Padrões de utilização inalterados
O estudo confirma também que a legalização não alterou radicalmente os hábitos de consumo em apenas 1 ano. A forma mais comum continua a ser a junta com tabaco (40,4%), seguida de perto pelos vaporizadores (37,7%). Os produtos comestíveis continuam a ser marginais, com 2,4%, muito abaixo dos níveis norte-americanos.
Persistem as diferenças de género e de idade: as mulheres são mais propensas a misturar cannabis com tabaco, os homens e os inquiridos não binários preferem vaporizadores e os utilizadores mais jovens têm seis vezes mais probabilidades de usar charros sem tabaco do que os adultos mais velhos.
Estes padrões sugerem continuidade e não transformação. A legalização alterou a origem da canábis, mas não a forma como é consumida.

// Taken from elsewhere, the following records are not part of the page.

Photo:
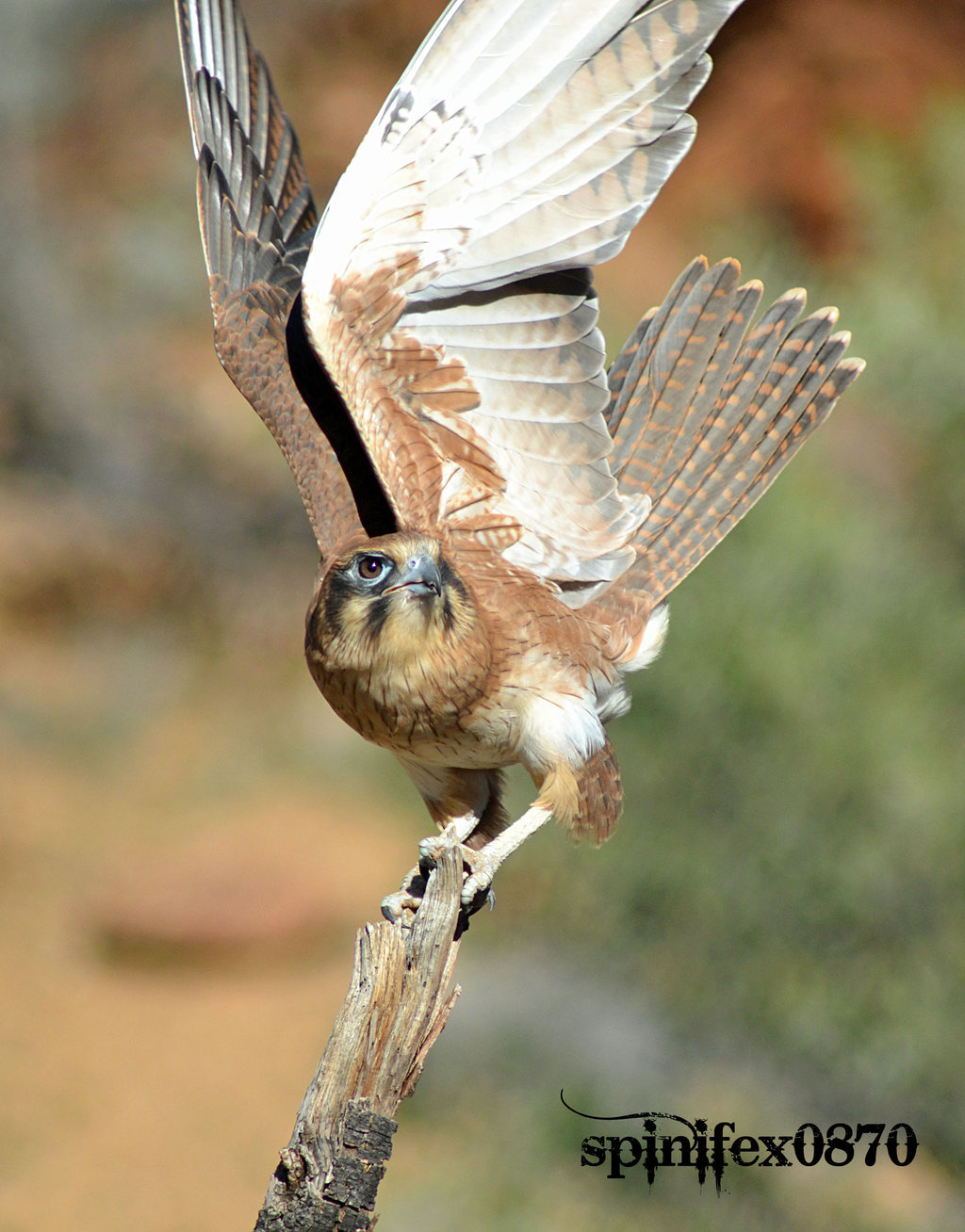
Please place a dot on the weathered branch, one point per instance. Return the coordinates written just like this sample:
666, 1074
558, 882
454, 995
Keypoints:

Uma área em que a CanG parece ter tido um impacto inegável é no sentimento de segurança dos consumidores. Mais de três quartos dos inquiridos afirmaram que já não temiam ser processados criminalmente pelo seu consumo de canábis. Este alívio psicológico não é um feito fácil, mesmo que as estruturas de fornecimento subjacentes permaneçam ambíguas.
Tudo bom para ser verdade?
Será que a Alemanha eliminou de facto o mercado negro em menos de 18 meses? As provas sugerem o contrário.
O número de 90% de fornecimento legal é tecnicamente exato, mas reflecte uma reclassificação do comportamento existente (cultivo doméstico e receitas privadas) e não a criação de uma indústria transparente e tributável. O próprio estudo alerta para o facto de ser não representativo e de ser tendencioso para os grandes consumidores, o que torna os resultados menos generalizáveis à população em geral.
Além disso, os canais ilegais persistem, sobretudo entre os jovens utilizadores, e o quadro médico está claramente a ser explorado para fins recreativos.
Também deve ser lembrado que a regulamentação alemã da cannabis ainda está na sua infância e Roma não foi construída num dia. O relatório do KonCanG oferece informações importantes, mas o seu título otimista esconde a complexidade do assunto.
Sim, muitos consumidores estão agora a operar dentro da lei. Mas sem um sistema retalhista regulamentado, com farmácias onde a linha entre o uso medicinal e recreativo é ténue, e com uma proporção significativa da população ainda dependente de traficantes ilegais, é prematuro afirmar que a Lei da Canábis (CanG) atingiu o seu objetivo de desmantelar o mercado ilícito.
O verdadeiro impacto da legalização só se tornará claro com estudos mais alargados e representativos, e ao longo do tempo.